Poczynania 30-latki zarejestrowały kamery sklepowego monitoringu. Zatrudniona od niedawna kobieta, gdy zostawała w sklepie sama sukcesywnie, co kilka dni wyjmowała z kasy pieniądze. Wystawiała dokumenty wypłaty, ale nie wpłacała później pieniędzy na firmowe konto. W sumie ze sklepowej kasy wyprowadziła ponad 10 tys. zł. Później, tłumacząc się chorobą, wzięła zwolnienie lekarskie.

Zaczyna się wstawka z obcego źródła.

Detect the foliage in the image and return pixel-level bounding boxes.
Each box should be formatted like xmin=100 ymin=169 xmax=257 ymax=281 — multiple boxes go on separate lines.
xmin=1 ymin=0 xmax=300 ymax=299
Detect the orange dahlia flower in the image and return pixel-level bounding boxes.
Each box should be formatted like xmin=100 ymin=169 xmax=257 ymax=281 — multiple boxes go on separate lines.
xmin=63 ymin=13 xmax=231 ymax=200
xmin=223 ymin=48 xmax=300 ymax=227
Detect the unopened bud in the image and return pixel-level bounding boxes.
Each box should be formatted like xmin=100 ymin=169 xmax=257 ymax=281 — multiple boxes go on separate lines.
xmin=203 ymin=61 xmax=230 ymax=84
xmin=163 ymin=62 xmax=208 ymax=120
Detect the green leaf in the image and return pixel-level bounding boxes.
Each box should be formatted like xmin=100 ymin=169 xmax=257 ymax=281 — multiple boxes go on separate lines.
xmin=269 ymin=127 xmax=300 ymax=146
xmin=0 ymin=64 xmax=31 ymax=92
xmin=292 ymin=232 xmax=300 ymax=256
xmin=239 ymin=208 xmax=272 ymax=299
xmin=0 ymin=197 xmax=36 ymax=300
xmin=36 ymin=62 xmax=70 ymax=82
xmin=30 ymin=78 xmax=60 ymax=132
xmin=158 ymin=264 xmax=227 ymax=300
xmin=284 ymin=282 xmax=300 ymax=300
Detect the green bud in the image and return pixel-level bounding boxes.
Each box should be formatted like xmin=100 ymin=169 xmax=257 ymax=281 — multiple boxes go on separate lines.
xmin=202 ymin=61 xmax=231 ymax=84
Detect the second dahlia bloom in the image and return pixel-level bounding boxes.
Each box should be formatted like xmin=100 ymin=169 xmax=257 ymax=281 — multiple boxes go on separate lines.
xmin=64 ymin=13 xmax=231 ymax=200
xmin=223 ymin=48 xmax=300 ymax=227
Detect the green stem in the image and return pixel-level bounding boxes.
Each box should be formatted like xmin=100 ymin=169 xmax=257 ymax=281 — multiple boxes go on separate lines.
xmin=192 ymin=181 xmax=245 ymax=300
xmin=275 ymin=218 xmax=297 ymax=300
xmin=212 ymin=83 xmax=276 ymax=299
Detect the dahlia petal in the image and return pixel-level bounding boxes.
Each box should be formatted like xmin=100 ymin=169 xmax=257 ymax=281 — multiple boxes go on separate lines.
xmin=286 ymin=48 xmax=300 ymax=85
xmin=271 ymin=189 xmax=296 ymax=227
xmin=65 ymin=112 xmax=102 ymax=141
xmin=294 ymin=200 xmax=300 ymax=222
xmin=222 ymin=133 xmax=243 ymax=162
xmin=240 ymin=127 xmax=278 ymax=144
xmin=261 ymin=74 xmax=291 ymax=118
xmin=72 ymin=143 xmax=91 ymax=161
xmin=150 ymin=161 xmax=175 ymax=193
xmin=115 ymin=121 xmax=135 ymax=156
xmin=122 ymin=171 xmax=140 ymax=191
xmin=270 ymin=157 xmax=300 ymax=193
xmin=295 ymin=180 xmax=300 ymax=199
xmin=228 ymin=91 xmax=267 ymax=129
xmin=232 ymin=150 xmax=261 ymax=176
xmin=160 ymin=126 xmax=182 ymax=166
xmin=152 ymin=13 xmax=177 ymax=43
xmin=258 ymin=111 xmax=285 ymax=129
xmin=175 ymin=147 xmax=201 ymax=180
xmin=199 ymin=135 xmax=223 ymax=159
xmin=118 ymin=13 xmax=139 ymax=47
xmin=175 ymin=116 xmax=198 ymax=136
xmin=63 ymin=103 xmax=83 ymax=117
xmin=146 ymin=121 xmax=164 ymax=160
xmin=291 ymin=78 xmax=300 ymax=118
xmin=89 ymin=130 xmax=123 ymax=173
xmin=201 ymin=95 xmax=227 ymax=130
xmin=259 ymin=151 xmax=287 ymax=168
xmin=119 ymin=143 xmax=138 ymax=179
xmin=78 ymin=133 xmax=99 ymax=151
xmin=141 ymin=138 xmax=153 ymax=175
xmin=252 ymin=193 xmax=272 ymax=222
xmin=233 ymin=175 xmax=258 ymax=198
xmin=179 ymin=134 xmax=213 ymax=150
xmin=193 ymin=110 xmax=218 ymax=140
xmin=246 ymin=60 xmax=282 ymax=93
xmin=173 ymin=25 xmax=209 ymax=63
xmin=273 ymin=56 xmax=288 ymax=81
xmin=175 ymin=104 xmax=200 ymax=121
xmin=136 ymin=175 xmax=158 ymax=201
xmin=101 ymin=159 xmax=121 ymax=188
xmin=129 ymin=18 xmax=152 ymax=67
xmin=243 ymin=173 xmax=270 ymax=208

Nieuczciwa 30-latka została zatrzymana przez policję, gdy zgłosiła się do pracodawcy po wynagrodzenie za ostatni miesiąc. Okazało się, że kobieta w podobny sposób działa w poprzednim miejscu pracy, skąd została zwolniona. Jak przyznała w rozmowie z policjantami, pieniądze, które ukradła z kasy sklepu medycznego, przegrała na internetowej giełdzie, gdzie inwestowała w kryptowaluty.
Kobieta usłyszała zarzut kradzieży, za co grozi jej nawet 5 lat więzienia.